You can iterate through the array and create a dom tree

function get_menu(menu_id) {
  wp.api.loadPromise.done(function () {
    const menus = wp.api.collections.Posts.extend({
      url: wpApiSettings.root + 'menus/v1/menus/' + menu_id,
    });
    const Menus = new menus();
    Menus
      .fetch()
      .then(posts => {
        let post_list = posts.items;
        // Map through response data and turn objects into elements
        const postElements = post_list.map(createDomTree)
        // spread all elements from array into arguments for the append method
        document.body.append(...postElements)
      });
  });
}

function createDomTree(post) {
  // I'm not sure if these values are available in the response data, but can be replaced
  const { post_url, post_title, post_image } = post
  const container = document.createElement('div')
  container.className = 'column is-one-third is-flex py-0'
  const anchor = document.createElement('a')
  anchor.href = post_url
  anchor.className = 'dropdown-item px-2 is-flex is-align-items-center'
  const figure = document.createElement('figure')
  figure.className = 'image is-32x32 is-flex'
  const img = document.createElement('img')
  img.src = `${post_image}${post_title}.svg`
  const span = document.createElement('span')
  span.className = 'pl-2'
  span.textContent = post_title
  figure.appendChild(img)
  anchor.append(figure, span)
  container.appendChild(anchor)
  return container
}

get_menu(4);
Sign up to request clarification or add additional context in comments.

8 Comments

Thanks @Uzair, this outputs well!

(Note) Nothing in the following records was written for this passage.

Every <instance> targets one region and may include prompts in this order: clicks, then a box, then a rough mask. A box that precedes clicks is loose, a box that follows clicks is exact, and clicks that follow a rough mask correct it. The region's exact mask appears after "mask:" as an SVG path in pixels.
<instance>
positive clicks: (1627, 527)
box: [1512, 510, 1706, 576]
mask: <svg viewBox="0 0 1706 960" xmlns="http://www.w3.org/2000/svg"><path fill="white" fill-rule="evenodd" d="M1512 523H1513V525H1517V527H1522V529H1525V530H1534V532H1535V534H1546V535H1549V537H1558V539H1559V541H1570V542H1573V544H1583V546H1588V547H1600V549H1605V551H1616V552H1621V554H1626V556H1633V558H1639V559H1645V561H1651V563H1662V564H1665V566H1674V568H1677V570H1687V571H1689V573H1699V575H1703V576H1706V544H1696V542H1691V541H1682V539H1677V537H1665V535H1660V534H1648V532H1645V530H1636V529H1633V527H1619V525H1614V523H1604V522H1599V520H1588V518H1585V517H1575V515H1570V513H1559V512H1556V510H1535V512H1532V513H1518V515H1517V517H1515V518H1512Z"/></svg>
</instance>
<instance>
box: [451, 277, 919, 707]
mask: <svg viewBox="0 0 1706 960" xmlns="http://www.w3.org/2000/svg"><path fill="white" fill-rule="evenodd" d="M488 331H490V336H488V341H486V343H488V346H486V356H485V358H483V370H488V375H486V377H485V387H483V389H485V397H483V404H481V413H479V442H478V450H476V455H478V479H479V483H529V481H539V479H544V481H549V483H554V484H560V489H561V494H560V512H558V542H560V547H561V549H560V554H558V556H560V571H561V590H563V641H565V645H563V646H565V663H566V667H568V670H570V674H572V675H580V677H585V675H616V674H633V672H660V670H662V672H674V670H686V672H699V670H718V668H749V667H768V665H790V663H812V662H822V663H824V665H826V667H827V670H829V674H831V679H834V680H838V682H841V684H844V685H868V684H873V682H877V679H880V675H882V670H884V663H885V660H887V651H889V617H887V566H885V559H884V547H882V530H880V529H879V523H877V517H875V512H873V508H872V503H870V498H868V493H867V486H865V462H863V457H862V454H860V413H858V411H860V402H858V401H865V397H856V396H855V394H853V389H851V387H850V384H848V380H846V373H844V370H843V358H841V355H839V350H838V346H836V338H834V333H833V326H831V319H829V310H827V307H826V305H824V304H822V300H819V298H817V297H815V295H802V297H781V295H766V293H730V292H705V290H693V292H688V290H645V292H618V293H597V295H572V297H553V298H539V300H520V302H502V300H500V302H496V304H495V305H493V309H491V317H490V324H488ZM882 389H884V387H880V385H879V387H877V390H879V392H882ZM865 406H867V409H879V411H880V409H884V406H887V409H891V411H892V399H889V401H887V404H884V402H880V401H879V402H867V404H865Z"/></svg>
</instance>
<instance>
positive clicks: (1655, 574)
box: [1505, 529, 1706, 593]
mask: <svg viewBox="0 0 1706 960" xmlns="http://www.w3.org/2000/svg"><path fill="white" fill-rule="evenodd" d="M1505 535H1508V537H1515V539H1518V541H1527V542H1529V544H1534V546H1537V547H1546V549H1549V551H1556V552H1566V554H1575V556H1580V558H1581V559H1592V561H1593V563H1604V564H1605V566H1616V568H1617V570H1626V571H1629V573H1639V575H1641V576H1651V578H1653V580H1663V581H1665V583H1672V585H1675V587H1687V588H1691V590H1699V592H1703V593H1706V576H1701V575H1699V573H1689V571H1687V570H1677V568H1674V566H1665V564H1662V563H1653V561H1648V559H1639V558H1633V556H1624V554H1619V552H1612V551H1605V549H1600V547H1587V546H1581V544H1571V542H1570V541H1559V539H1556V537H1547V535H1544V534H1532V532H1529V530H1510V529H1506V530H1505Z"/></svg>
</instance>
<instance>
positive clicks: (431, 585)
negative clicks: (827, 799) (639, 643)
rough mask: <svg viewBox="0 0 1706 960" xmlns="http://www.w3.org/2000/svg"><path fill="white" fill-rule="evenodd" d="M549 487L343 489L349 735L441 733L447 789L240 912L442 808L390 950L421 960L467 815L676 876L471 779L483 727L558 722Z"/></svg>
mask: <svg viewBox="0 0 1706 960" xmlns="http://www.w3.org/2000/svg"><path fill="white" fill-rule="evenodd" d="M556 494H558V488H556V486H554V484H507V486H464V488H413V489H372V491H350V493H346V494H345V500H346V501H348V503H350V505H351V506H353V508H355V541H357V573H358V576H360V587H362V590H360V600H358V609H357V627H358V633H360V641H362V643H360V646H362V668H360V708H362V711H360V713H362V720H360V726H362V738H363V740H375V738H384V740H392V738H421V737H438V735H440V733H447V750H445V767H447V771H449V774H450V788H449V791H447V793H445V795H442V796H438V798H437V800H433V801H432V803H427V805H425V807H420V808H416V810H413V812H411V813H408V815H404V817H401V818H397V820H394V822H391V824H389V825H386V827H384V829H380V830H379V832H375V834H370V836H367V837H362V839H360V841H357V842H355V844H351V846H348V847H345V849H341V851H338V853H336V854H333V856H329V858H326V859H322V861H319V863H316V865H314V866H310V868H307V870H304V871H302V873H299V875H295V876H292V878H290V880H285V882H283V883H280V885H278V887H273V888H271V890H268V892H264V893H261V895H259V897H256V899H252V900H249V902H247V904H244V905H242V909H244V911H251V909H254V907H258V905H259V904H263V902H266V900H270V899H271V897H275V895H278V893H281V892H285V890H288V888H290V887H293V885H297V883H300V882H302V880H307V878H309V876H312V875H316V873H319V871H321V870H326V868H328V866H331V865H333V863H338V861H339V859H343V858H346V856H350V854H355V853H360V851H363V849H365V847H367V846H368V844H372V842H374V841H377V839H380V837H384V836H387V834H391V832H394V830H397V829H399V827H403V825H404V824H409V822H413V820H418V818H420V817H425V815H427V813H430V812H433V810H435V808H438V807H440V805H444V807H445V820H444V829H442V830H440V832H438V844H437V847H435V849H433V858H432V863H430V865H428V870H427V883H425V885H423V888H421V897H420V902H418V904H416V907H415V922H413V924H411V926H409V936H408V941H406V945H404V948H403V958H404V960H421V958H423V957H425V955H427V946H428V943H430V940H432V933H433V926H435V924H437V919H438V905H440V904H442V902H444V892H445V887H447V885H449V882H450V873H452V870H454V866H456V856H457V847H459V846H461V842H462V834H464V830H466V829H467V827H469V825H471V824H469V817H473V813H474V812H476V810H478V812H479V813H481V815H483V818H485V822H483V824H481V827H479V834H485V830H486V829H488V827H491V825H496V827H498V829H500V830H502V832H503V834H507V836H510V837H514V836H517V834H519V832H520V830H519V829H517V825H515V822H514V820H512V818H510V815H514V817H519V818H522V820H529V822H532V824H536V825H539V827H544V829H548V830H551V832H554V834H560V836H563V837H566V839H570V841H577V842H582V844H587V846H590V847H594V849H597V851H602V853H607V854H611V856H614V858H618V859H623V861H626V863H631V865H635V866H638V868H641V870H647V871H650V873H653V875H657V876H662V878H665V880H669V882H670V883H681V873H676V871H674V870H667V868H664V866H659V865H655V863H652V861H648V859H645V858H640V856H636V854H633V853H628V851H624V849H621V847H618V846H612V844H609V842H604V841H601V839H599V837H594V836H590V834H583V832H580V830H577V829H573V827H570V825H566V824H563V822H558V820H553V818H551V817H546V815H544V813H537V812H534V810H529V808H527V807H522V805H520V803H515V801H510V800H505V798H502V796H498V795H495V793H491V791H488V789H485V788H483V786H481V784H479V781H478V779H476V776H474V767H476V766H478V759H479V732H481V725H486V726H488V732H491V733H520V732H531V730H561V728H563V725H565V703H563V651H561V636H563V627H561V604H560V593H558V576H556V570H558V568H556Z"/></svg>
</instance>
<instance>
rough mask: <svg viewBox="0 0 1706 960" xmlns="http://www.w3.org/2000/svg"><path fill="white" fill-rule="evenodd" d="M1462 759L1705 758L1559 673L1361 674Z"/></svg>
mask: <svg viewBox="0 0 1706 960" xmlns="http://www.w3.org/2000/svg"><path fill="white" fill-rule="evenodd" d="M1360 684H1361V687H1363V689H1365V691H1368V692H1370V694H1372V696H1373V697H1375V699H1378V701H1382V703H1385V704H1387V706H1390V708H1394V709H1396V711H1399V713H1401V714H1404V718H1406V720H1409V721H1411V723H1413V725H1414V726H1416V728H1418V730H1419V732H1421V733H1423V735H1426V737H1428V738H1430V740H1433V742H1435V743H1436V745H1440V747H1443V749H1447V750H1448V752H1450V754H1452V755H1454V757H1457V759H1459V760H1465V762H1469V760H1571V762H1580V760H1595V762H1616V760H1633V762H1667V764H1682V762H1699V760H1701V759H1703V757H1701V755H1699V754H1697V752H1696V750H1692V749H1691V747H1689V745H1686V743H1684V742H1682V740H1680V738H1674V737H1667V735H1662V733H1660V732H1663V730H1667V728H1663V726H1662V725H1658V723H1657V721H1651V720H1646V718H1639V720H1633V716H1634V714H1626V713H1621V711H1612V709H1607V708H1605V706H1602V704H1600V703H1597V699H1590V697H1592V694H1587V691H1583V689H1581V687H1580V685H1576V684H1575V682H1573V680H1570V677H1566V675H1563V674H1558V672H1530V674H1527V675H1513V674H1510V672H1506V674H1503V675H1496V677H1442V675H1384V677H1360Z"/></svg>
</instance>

So would I have to call a return or could I just call get_menu(4) and the divs will render automatically? Also, let's say I want more than just the post_title and a large HTML body, would I keep appending or how do I construct a big DOM Tree?
That is exactly correct, if you can edit your post with the exact html structure I can give you a better hand at understanding.
thanks so much! Updating now, give me on second please.
Hey Uzair, I updated the full HTML in the post at the bottom, I added the *** indicators which will be the object fields.
@DevSem updated the code, alot of it isn't explained very well but I can provide some links to documentation once I have a moment.